Benchmarking by features, automated machine learning methods, and datasets with the macro-F1 metric.

Feature set	Feature count	Tree-based Optimization Tool			Auto-Sklearn
		Train 10-fold, 5 times	Test	Reddit validation	Train 10-fold, 5 times	Test	Reddit validation
Empath (post)	195	0.280	0.253	0.385^a	0.292	0.344	0.321
Linguistic Inquiry and Word Count	70	0.434	0.354	0.346^a	0.433	0.380	0.315
Valence Aware Dictionary and sEntiment Reasoner (sentence)	12	0.363	0.263	0.356^a	0.340	0.263	0.353^a
Emoji 64	192	0.425	0.369	0.280	0.424	0.461	0.308
DeepMoji	6912	0.442	0.452	0.345^a	0.391	0.437	0.351^a
Universal Sentence Encoder	1536	0.457	0.446	0.300	0.484	0.479	0.236
GPT^b default	2304	0.373	0.334	0.344^a	0.396	0.383	0.402^a
GPT fine-tuned	2304	0.510	0.559	0.320	0.492	0.572	0.324

^aReddit validation performance better than chance.

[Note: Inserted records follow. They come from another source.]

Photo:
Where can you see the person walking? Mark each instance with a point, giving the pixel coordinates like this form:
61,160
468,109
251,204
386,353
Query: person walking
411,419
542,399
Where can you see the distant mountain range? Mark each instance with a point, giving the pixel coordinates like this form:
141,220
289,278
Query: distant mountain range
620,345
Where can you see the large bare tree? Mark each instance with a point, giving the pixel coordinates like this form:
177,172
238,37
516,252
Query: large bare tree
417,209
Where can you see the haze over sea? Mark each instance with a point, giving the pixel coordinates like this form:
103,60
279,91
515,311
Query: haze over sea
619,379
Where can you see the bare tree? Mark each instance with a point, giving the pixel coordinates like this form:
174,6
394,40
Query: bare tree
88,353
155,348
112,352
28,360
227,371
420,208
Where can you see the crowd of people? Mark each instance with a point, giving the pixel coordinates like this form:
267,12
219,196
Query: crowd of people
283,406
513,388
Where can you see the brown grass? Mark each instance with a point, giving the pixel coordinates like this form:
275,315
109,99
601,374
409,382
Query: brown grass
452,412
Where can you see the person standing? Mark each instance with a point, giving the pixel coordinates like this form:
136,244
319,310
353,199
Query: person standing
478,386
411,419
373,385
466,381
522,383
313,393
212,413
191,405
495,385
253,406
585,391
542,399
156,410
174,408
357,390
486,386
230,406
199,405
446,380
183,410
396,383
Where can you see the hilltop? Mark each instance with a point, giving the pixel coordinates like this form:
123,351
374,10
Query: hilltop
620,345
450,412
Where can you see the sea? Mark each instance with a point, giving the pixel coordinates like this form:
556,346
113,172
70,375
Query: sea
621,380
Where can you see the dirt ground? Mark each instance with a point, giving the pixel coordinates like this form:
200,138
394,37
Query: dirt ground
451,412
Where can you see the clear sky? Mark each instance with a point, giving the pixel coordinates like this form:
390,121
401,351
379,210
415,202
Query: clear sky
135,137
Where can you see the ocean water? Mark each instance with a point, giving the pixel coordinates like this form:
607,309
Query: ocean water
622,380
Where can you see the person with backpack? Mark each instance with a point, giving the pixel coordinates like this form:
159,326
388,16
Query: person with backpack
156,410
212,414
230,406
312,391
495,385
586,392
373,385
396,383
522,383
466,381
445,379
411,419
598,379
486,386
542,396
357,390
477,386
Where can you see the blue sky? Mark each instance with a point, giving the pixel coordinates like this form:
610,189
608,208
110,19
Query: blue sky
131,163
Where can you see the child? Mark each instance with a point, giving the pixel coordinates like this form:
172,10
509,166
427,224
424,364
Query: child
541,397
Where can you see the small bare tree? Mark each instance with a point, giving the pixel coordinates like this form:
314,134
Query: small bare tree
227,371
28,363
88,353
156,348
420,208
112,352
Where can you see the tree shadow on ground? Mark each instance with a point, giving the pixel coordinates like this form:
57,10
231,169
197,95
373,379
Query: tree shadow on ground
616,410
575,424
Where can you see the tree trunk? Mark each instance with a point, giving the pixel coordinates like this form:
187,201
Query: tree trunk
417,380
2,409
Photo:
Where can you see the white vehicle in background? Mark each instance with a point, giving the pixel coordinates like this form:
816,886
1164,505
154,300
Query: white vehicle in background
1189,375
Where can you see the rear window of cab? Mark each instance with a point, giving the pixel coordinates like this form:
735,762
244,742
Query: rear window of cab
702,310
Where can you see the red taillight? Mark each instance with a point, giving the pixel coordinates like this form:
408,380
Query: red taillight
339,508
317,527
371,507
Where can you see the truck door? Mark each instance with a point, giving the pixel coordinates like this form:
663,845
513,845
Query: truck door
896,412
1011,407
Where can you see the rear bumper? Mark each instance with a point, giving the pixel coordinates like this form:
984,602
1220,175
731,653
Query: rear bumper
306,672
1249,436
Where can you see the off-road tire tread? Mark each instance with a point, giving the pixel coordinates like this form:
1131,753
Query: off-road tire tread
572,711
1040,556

^bGPT: Generative Pretrained Transformer.

Figure 1

Confusion matrices for 2 models trained with Auto-Sklearn. Each cell in the matrix provides the counts of posts that were labeled in the corresponding row and column axis that represent the predicted and true labels, respectively. Counts are colored from the highest cell (blue) to the lowest (white). The top-left to bottom-right diagonal cells count correctly predicted posts. Panel A trained with Valence Aware Dictionary and sEntiment Reasoner (VADER) features. Panel B trained with features from a fine-tuned Generative Pretrained Transformer (GPT) language model.

We noted that the average macro-F1 obtained during training was a fairly reliable predictor of the score on the held-out test set. Auto-Sklearn performed better on average than TPOT (mean test macro-F1 of 0.414 versus 0.379, respectively). We also observed the trend that features extracted from pretrained models perform better in general (average Auto-Sklearn test macro-F1 of 0.329 versus 0.466). However, the features extracted from the default GPT model (without any additional fine-tuning) were the worst performing of those obtained from neural models, whereas the GPT model that was fine-tuned on the unlabeled posts performed best across all experiments. The Universal Sentence Encoder and fine-tuned GPT features exceeded the highest macro-F1 score reached in the 2017 CLPsych-shared task when a classifier was learned with Auto-Sklearn (0.467; submission by Xianyi Xia and Dexi Liu). Upon inspection, the Auto-Sklearn–generated classifier for the GPT fine-tuned features was a complex ensemble of pipelines with multiple preprocessing steps and random forest classifiers. The TPOT-generated classification pipeline first selects features using the analysis of variance F value, then binarizes the values for classification with a K-nearest neighbor classifier (k=21; Euclidean distance). In contrast, the classifiers generated for the Universal Sentence Encoder features are a linear support vector machine (TPOT) and ensembles of linear discriminant analysis classifiers (Auto-Sklearn).

To better understand the low Reddit validation scores, we calculated a random baseline. Although it is random, this does use information about the class distributions. We marked Reddit validation performance as better than chance in Table 1 with an ^a. Only classifiers learned from the VADER, DeepMoji, and default GPT features had macro-F1 scores above the threshold for both the TPOT and Auto-Sklearn learned classifiers. Unlike the CLPsych 2017 score that does not include the green or no risk labels, we used macro-F1 from all classes in the Reddit validation tests (corresponding to the CLPsych 2019 primary metric). When using the macro-F1 score that excluded the no risk class in the Reddit validation, none of the classifiers outperformed random runs at the same threshold. This is because of the classifiers having a good performance on the no risk or green labels and not the 3 remaining labels.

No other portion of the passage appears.